Intake for a Data Science workflow

A data scientist wishes to find data for a given task, and introspect the attributes of that data, to make sure it is right for a given task. Next, the data should be loaded, ready for analysis, with the less known about the specifics of the loading package, format and storage backend, the better.

Intake provides an easy way to find your data, locally, in a cloud service, or on an Intake server. In this tutorial, we show an overview of working with Intake from the point-of-view of the data scientist, or data end-user: someone who wants a package which can fetch the data and then "get out of the way".

The common starting point for finding and inspecting data-sets is with a catalog, which is a collection of entries, each of which corresponds to a specific data-set. The entries have names, descriptions and metadata, to allow for searching and filtering of the entries, to find the specific data which solves a particular problem.

There are two specific starting points that a data scientist might usually use:

  • built-in data, which may have been conda-installed, or otherwise appear on a predetermined search-path
  • specific URLs containing catalog specifications.

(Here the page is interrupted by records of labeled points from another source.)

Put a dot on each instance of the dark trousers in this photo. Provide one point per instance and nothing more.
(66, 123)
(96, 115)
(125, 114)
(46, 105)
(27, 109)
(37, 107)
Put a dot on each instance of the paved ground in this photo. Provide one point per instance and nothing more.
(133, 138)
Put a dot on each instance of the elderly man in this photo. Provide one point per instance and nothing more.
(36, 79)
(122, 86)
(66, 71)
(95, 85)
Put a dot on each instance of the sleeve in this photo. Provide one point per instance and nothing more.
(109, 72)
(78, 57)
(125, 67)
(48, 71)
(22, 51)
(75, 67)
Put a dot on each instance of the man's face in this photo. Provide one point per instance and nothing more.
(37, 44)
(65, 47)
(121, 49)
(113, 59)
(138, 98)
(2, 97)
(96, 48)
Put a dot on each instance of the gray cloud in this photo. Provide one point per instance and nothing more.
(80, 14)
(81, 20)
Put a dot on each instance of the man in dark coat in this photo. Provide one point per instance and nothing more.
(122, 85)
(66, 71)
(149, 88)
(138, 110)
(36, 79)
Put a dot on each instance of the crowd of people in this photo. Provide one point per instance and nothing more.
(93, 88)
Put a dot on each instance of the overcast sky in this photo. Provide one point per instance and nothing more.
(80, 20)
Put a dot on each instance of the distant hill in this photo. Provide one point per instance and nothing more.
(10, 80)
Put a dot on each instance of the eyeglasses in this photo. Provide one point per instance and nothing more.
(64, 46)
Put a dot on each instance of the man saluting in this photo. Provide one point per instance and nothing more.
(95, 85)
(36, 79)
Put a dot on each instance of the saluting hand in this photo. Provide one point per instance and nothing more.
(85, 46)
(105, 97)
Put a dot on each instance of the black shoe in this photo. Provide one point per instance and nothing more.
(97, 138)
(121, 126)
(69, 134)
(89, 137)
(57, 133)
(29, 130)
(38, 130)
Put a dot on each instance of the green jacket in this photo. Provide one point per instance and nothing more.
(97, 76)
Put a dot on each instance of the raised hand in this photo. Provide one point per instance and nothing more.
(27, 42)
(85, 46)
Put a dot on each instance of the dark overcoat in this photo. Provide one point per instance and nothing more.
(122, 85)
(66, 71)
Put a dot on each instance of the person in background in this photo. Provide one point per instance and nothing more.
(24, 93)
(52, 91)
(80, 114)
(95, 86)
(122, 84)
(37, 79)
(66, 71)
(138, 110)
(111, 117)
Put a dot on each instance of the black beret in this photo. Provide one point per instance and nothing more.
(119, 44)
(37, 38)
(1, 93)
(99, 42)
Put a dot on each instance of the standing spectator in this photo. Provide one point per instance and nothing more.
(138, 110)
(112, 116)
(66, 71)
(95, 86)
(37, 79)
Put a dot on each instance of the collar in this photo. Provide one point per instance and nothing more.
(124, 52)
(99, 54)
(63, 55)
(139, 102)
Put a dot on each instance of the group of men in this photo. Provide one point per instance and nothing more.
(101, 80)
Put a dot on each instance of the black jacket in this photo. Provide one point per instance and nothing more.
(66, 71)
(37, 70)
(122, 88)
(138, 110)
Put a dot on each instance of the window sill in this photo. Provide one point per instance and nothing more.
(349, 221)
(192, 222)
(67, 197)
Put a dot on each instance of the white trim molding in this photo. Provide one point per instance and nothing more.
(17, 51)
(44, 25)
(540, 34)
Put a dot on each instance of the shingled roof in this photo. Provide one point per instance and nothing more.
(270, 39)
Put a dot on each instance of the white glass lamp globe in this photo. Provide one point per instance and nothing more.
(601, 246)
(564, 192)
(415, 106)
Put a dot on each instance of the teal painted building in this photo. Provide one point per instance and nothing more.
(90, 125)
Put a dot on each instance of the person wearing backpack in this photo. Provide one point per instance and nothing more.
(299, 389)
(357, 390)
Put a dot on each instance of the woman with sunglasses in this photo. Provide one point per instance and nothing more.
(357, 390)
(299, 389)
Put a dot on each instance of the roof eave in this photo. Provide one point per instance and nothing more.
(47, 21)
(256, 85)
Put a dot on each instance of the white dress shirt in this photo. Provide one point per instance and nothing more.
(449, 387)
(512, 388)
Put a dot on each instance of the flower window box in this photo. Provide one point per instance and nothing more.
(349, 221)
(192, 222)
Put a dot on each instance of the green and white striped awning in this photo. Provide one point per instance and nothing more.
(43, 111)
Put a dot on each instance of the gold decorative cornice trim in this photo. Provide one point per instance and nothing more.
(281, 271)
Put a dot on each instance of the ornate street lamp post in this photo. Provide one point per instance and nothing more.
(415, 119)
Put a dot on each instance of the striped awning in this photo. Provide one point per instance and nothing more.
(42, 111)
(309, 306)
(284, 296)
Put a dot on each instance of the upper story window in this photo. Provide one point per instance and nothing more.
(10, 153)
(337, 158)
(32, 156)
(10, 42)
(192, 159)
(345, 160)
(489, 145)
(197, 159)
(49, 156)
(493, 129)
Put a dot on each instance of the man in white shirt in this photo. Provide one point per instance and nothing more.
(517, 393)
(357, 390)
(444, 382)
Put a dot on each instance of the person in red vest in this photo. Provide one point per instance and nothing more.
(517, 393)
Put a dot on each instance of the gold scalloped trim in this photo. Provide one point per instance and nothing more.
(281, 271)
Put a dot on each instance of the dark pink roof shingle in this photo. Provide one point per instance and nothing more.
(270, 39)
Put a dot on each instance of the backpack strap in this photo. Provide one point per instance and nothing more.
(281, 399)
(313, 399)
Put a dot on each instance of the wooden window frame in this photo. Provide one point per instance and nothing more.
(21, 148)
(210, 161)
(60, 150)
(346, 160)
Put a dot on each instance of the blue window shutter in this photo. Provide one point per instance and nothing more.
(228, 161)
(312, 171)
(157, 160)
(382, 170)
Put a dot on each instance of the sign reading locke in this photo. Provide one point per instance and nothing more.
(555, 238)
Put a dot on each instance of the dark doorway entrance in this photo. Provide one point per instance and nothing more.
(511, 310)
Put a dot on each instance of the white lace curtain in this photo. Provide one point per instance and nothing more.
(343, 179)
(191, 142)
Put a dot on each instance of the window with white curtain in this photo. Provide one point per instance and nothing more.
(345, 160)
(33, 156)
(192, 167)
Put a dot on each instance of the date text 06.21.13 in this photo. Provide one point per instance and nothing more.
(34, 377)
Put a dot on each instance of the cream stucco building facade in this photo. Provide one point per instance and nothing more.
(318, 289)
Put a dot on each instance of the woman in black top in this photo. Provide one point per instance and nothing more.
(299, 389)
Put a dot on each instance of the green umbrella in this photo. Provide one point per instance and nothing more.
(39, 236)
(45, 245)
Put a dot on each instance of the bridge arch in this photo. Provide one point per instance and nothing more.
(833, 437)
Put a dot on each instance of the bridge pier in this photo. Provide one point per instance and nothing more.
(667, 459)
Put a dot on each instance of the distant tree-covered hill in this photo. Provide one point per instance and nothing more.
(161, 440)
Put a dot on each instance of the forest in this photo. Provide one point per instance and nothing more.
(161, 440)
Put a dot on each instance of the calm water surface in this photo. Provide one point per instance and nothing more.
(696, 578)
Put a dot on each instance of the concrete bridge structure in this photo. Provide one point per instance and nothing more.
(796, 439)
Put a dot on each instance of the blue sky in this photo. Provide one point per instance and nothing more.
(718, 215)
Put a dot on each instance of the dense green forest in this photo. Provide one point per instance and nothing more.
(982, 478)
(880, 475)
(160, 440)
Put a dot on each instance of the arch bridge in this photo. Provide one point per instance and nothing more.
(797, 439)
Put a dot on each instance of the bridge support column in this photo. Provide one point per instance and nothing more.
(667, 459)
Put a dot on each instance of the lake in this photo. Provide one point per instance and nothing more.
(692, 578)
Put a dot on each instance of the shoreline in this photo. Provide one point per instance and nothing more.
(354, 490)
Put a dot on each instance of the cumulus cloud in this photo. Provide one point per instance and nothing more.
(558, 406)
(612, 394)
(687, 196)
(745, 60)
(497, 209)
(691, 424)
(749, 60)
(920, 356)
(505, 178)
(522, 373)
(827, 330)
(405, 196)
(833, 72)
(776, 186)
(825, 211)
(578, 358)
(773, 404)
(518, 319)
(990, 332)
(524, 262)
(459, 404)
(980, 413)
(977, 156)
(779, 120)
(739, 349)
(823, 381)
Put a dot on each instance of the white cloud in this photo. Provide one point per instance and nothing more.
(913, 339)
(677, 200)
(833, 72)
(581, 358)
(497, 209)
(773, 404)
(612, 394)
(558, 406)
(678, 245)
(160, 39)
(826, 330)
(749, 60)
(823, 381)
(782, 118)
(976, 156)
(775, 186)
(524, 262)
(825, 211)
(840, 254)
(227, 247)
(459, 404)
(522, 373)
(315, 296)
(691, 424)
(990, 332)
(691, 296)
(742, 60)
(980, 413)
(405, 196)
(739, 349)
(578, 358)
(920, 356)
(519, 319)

Both of these can be accessed programatically or via the GUI, and we'll demonstrate each.

In [ ]:
import intake
intake.output_notebook()  # enables source.plot API

In this environment, we have "conda installed data" which could look as follows:

conda install -c intake us_crime

This action puts a speacial catalog spec file in the YAML format in a location which Intake searches at import time. The effect is to make some datasets automatically available in the special catalog intake.cat. In the following cell, the entry "us_crime" corresponds to the dataset which is installed with the conda command above.

In [ ]:
intake.cat
In [ ]:
# find the entries in the catalog
list(intake.cat)

Any entry of eny catalog is easy to investigate. The standard repr already gives a lot of information about the data. Note that you can use attribute access to grab a specific entry, if it has a name which can be a python identifier, or with getitem syntax ["name"], which always works.

In [ ]:
# select an entry
# same as intake.cat["us_crime"]
intake.cat.us_crime

We found that this represents a dataframe, to be read by the driver "csv".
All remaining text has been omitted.